On Friday afternoon, March 4 at 4:30 p.m. Mount Dora’s city council met in yet another special meeting to discuss the latest in their searches for replacement of existing staffing.
The primary topic was the review of the four proposals for legal services that were submitted in response to the council’s request that legal services be shopped around. The topic has been on the back burner – but intended for review and discussion ever since December 1, 2015 when council member Mark Slaby made a motion to immediately dismiss City Attorney Cliff Shepard, for “fresh eyes.”
There are 20+ firms in Central Florida eligible and qualified to have applied for the job, through the Request for Proposal (RFP) that was let by the City. Only four firms submitted proposals to the City of Mount Dora. Fowler, O’Quinn, Feeney & Sneed P.A.; Shepard, Smith & Cassidy, P.A.; Vose Law Firm, LLP; and Stenstrom, McIntosh, Colbert and Whigham, P.A. were the applicants. Each was required to present information that confirmed they could provide attorney services to the City by a lawyer who has earned city, county and local government certification.
Certification in city, county and local government law requires attorneys to have been at the practice of law for at least of five years, with substantial involvement in the specialty of city, county and local government law, as well as continuing education classes, peer review and a written exam. The Florida Bar Association website says that board certification, “provides an objective measure that a potential client can rely upon when selecting a lawyer.”
Councilman Cal Rolfson opened the meeting’s discussion by bringing up his past experience as an attorney noting he had provided legal services for, “three cities, and I have represented government at the local, county, state and federal level.” Rolfson went on to explain, that while he did not want special favors in consideration of his experience and background, he hoped that his opinions would at least be heard and considered. Mayor Girone then quipped, “I hired an attorney once, so I have a little bit of experience, too.”
Rolfson said he believed that the Fowler firm should not be considered, as they did not supply appropriate proof of certification in the required field. Councilwoman Tillett said she had noticed that as well, and had called the firm. She said she was assured by telephone that the firm really did have a qualified attorney and so she felt they should be included in council’s consideration.
Mr. Rolfson also noted that the Stenstrom law firm only had one attorney, who was listed “of counsel” on the firm’s letterhead who was board certified.
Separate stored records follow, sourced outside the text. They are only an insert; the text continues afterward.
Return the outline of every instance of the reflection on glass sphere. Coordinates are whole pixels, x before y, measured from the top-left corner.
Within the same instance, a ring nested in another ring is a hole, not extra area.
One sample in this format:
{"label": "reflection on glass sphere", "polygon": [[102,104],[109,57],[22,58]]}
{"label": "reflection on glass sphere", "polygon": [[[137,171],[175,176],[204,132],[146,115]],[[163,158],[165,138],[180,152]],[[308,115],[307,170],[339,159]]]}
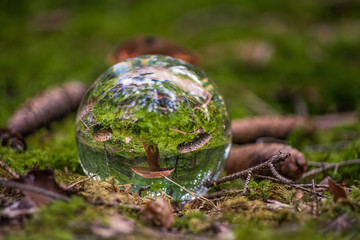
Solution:
{"label": "reflection on glass sphere", "polygon": [[164,176],[204,194],[203,183],[223,169],[231,131],[223,98],[201,70],[146,55],[112,66],[90,87],[77,114],[76,141],[87,174],[187,200],[192,197]]}

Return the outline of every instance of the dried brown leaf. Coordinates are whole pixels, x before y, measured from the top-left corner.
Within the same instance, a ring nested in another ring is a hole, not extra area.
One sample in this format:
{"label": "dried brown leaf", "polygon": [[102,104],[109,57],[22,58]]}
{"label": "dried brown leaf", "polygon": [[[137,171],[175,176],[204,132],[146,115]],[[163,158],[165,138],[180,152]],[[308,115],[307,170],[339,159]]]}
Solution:
{"label": "dried brown leaf", "polygon": [[333,197],[334,202],[338,202],[340,199],[343,199],[345,201],[348,200],[347,193],[344,187],[342,187],[340,184],[335,183],[331,178],[328,180],[329,183],[329,192],[331,196]]}
{"label": "dried brown leaf", "polygon": [[158,170],[151,170],[146,167],[132,167],[131,170],[143,178],[163,178],[164,176],[169,176],[175,168],[160,168]]}
{"label": "dried brown leaf", "polygon": [[127,40],[110,55],[110,64],[124,61],[128,58],[146,54],[161,54],[182,59],[188,63],[196,65],[197,56],[174,43],[165,39],[151,36],[135,37]]}
{"label": "dried brown leaf", "polygon": [[[291,155],[285,161],[275,164],[275,169],[286,178],[293,180],[300,178],[307,169],[304,155],[295,148],[279,143],[247,144],[234,147],[230,151],[225,170],[227,174],[240,172],[267,161],[279,152]],[[268,168],[260,170],[256,174],[272,176]]]}
{"label": "dried brown leaf", "polygon": [[[34,201],[37,206],[46,205],[54,200],[54,198],[50,197],[51,193],[55,193],[58,196],[63,196],[64,198],[73,194],[72,191],[64,189],[55,181],[54,172],[50,169],[34,169],[20,176],[19,179],[14,179],[14,181],[19,182],[24,186],[20,190],[22,190],[25,196]],[[29,186],[28,189],[26,188],[27,186]],[[36,187],[37,189],[43,190],[43,193],[34,192],[32,191],[31,187]],[[50,194],[47,195],[46,193]]]}
{"label": "dried brown leaf", "polygon": [[174,224],[173,212],[172,206],[166,199],[156,197],[154,201],[146,203],[141,218],[144,222],[151,222],[154,226],[171,228]]}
Rolfson explained his concerns with that arrangement, saying he wasn’t sure of the relationship that the lawyer had with the firm – but that it was not as strong as that of an associate or partner – and therefore not as secure an arrangement for the City. Rolfson also said he wanted to draw the council’s attention that another firm, the Vose firm, also only had one attorney that had “at counsel” relationship with the firm that was qualified – and that attorney had an unexplained 5-year hiatus on her resumé. Mayor Girone was impatient with the conversation about “at counsel” vs. an attorney directly employed by the firm and felt that conversation was irrelevant.
Conversation went back and forth among the members for some moments about potentially lowering the requirements as unnecessary, Mayor Girone and Tillett seeming particularly willing to lower the requirements within the RFP.
Rolfson, Rich and Slaby agreed that what had been set forth in the documents should be adhered to, minimally.
Mayor Girone argued that the council could simply waive requirements for certification. He said he, like Tillett, had called the Fowler firm and wanted to interview them. Girone said the council has a right to waive or modify technicalities or irregularities. Tillett agreed, especially since they only had a total of four applicants to consider.
Rolfson argued that if the firm, no matter how qualified, couldn’t submit a correct proposal, that eliminated them from consideration, in his view. Rich agreed with Rolfson, saying that she was concerned if they were making errors of like that now, she imagined it could be worse once they worked for the city.
Mayor Girone declined to take public input until several of his council members, led by Mark Slaby, objected. Two citizens spoke – one in favor of lowering the requirements and one in favor of honoring the language and proposals as submitted without exception.
Laurie Tillett moved to interview all four firms and Mark Slaby seconded the motion. The motion was defeated 4-3 with Mayor Girone, Mark Slaby, Cal Rolfson and Marie Rich voting against. Marc Crail, Ed Rowlett and Laurie Tillett voted yes.
Cal Rolfson made a motion to interview the three firms who met the minimum requirements according to the RFP (excluding Fowler, O’Quinn, Feeney & Sneed, P.A.). The motion was seconded by council woman Rich and passed unanimously.
The council later decided that they would interview the three firms (including their own attorney) at a later date to be coordinated by staff. The council will interview each firm individually, but they (the council) will interview them as a group in 30-45 minute sessions.
The other significant action taken was to extend Vince Pastue’s contract until the day before the new interim city manager, Kim Leinbach is to take his seat. Rolfson made the motion and Rich seconded. The motion passed unanimously.
As of now, the next council meeting is scheduled for March 15, 2016 in the City Hall board room. If that changes, the Mount Dora Citizen will post updates.